Club Med 1 & Club Med 2

Historique : ces deux navires sortis des Ateliers et Chantiers du Havre, respectivement en 1990 et 1992 ont fait les beaux jours du célèbre voyagiste français durant la décennie 1990. Mesurant chacun 187 mètres de long et accueillant un peu moins de 400 passagers, ils sont facilement reconnaissables grâce à leur architecture extérieure qui représente l’aspect d’un voilier à cinq mats (voir photo ci-dessus). A l’époque, seule la compagnie américaine Windstar Cruises, armait le même type de navires, légèrement plus petits.

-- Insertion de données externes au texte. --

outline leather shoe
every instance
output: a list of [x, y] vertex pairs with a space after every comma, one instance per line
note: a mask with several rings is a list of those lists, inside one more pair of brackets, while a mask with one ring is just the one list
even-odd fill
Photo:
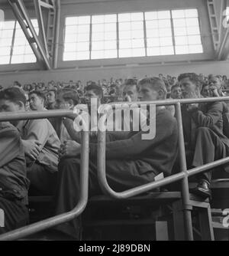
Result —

Leurs destinations de prédilection ? Les deux navires ont voyagé dans le monde entier, privilégiant la Méditerranée en été, les Caraïbes ou l’Asie en hiver et parfois l’Europe du Nord.

Que sont-ils devenus aujourd’hui ? En 1997, la compagnie décida de céder le Club Med 1 à son principal concurrent l’américain Windstar Cruises. Aujourd’hui encore, il continue à voyager pour cette dernière à travers le monde. Le Club Med 2 est toujours le seul et unique navire de croisière armé par le voyagiste français. On le voit très souvent en été en Méditerranée pour des croisières au départ de Nice, de courte durée mais aussi au Caraïbes.

Norway

Norway ancré aux Caraïbes © D.R

Norway ancré aux Caraïbes © D.R

Historique : il est certainement l’un des paquebots français les plus connus au monde lorsqu’il quitta les Chantiers de l’Atlantique de Saint-Nazaire en 1962 sous le nom de France. Jusqu’en 1974, le navire effectua des liaisons transatlantiques entre Le Havre et New-York via Southampton, avant d’être désarmé en 1974 à cause du coût de son exploitation et de la concurrence farouche de l’aviation. Attendant son sort au Havre, il reprit du service en 1980, sous le nom de Norway pour la compagnie Norwegian Cruise Line.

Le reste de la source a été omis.